CAIRO (Reuters) - Egypt has blocked the website of Human Rights Watch just one day after the organisation released a report on systematic torture in the country’s jails.
Reuters attempted to access the website late on Thursday but was unsuccessful.
“Egyptian authorities keep insisting that any incidents of torture are isolated crimes by bad officers acting alone, but the Human Rights Watch report proves otherwise,” Joe Stork, deputy Middle East director at Human Rights Watch, said on Thursday.
The report titled “We Do Unreasonable Things Here”, based on the accounts of 19 former detainees and the family of another, claimed Egyptian authorities used arbitrary arrests, enforced disappearances, and torture.
“Rather than address the torture crisis in Egypt, the authorities have blocked access to a report that documents what many Egyptians and others living there already know.”

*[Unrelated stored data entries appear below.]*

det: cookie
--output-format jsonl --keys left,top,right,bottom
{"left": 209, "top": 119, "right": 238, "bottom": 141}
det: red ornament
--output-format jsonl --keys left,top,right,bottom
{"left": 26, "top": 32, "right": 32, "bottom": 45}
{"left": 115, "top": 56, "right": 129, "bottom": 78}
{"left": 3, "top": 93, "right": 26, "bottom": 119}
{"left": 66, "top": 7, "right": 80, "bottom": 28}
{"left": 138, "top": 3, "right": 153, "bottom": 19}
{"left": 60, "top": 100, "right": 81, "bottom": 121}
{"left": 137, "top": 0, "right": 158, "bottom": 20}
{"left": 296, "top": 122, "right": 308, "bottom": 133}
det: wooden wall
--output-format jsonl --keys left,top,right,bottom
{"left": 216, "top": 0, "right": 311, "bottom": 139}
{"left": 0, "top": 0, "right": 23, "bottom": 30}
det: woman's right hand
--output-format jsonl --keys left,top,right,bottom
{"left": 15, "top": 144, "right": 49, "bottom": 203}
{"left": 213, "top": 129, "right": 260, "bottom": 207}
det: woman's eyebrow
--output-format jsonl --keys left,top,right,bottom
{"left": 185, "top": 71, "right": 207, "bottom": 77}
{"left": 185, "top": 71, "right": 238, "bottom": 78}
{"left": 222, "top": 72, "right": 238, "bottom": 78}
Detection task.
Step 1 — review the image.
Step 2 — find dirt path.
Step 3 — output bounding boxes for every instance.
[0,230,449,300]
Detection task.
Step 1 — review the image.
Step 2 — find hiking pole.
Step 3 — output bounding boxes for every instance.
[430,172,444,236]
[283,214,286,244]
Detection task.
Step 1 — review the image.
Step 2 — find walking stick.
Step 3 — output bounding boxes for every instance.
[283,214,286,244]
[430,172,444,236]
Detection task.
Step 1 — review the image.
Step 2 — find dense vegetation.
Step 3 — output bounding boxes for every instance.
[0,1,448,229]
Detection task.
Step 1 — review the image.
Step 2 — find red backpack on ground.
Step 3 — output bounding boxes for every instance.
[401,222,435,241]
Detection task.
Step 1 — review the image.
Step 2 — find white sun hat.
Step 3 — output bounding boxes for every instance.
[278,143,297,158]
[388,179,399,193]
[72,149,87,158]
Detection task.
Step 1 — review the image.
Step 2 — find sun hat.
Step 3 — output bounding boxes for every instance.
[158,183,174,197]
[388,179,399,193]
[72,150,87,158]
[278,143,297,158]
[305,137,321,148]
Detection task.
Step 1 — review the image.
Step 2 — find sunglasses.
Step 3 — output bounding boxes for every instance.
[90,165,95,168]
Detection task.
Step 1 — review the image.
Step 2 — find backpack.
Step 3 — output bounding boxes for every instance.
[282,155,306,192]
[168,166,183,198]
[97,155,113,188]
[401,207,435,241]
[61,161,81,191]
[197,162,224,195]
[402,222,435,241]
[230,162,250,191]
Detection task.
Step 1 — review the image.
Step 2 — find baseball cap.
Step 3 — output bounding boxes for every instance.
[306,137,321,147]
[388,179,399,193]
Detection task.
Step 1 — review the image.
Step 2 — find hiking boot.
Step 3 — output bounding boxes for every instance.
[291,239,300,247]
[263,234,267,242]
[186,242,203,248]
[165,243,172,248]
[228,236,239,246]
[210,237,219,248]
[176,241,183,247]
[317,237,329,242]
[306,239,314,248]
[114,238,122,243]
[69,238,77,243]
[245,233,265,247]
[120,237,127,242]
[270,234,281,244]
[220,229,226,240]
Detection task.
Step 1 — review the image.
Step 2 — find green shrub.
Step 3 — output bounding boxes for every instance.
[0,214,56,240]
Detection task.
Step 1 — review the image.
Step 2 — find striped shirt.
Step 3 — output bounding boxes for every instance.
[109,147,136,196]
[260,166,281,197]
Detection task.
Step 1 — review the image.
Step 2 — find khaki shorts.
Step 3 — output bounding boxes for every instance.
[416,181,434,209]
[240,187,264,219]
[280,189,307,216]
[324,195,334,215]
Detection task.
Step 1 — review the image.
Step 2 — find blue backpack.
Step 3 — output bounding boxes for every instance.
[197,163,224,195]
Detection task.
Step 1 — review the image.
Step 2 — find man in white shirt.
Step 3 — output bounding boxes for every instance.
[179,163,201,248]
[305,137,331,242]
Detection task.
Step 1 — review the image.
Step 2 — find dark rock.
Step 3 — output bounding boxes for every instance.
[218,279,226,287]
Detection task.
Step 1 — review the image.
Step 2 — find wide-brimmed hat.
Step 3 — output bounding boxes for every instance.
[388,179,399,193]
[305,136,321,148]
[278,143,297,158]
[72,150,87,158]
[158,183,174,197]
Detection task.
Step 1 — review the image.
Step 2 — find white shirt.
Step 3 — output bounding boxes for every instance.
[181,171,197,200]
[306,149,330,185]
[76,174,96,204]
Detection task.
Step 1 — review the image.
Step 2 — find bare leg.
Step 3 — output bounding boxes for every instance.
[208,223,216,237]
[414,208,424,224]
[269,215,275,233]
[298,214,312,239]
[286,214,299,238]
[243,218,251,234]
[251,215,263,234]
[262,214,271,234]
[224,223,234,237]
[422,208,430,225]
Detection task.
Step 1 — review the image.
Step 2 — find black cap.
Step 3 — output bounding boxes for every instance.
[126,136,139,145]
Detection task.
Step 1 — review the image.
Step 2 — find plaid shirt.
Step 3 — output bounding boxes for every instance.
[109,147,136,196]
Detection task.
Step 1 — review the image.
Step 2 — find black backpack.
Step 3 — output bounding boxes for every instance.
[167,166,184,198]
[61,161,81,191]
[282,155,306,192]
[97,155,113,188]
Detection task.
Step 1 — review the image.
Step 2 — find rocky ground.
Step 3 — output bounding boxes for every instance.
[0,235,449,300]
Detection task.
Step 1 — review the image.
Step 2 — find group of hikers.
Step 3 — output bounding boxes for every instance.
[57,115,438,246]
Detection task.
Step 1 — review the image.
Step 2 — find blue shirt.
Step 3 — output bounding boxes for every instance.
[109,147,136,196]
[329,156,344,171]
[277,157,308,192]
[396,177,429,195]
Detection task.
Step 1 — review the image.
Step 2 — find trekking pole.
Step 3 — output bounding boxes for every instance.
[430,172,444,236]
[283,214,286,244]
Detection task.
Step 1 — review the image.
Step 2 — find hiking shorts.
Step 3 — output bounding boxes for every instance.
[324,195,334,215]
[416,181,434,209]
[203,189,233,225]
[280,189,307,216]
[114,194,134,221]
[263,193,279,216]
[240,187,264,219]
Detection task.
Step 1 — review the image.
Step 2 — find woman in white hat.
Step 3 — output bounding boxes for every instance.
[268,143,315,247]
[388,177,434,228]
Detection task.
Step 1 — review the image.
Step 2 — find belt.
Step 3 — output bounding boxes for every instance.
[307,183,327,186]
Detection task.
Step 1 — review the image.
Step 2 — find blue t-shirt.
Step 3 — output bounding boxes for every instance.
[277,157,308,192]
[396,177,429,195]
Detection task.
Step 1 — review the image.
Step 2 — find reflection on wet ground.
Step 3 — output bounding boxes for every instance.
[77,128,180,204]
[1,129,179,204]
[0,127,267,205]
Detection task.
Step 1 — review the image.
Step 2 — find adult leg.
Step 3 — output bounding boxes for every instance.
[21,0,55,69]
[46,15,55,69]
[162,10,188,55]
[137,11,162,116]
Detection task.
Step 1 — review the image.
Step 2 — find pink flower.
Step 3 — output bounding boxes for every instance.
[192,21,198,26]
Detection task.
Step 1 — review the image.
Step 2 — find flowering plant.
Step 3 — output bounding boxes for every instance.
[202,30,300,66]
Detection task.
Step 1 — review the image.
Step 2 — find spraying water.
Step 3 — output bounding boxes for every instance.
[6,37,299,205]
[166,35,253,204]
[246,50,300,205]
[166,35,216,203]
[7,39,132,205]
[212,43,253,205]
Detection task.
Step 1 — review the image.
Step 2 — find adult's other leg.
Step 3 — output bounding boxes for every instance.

Egypt’s foreign ministry lambasted the report in a statement on Wednesday, saying it defamed the country and ignored progress made on human rights in recent years.
“The report ... is a new episode in a series of deliberate defamation by such organisation, whose politicized agenda and biases are well known and reflect the interests of the entities and countries sponsoring it,” said Foreign Ministry spokesman Ahmed Abu Zeid.
Egypt first blocked access to a number of news websites including Al Jazeera and Huffington Post Arabic in May after similar actions by its Gulf allies Saudi Arabia and the United Arab Emirates.
But since, hundreds of other news sites and blogs have been wiped from Egyptian screens with the most recent count according to the Association for Freedom of Thought and Expression, a non-government organisation tracking the affected sites through software that monitors outages, at 424.
Journalists see the campaign against them as a step toward banning all but the most state-aligned media, effectively reversing the private media boom that flourished in the final decade of former president Hosni Mubarak’s rule and which they say helped push him from power in 2011.
The government has offered no comment on the reason behind the blockages.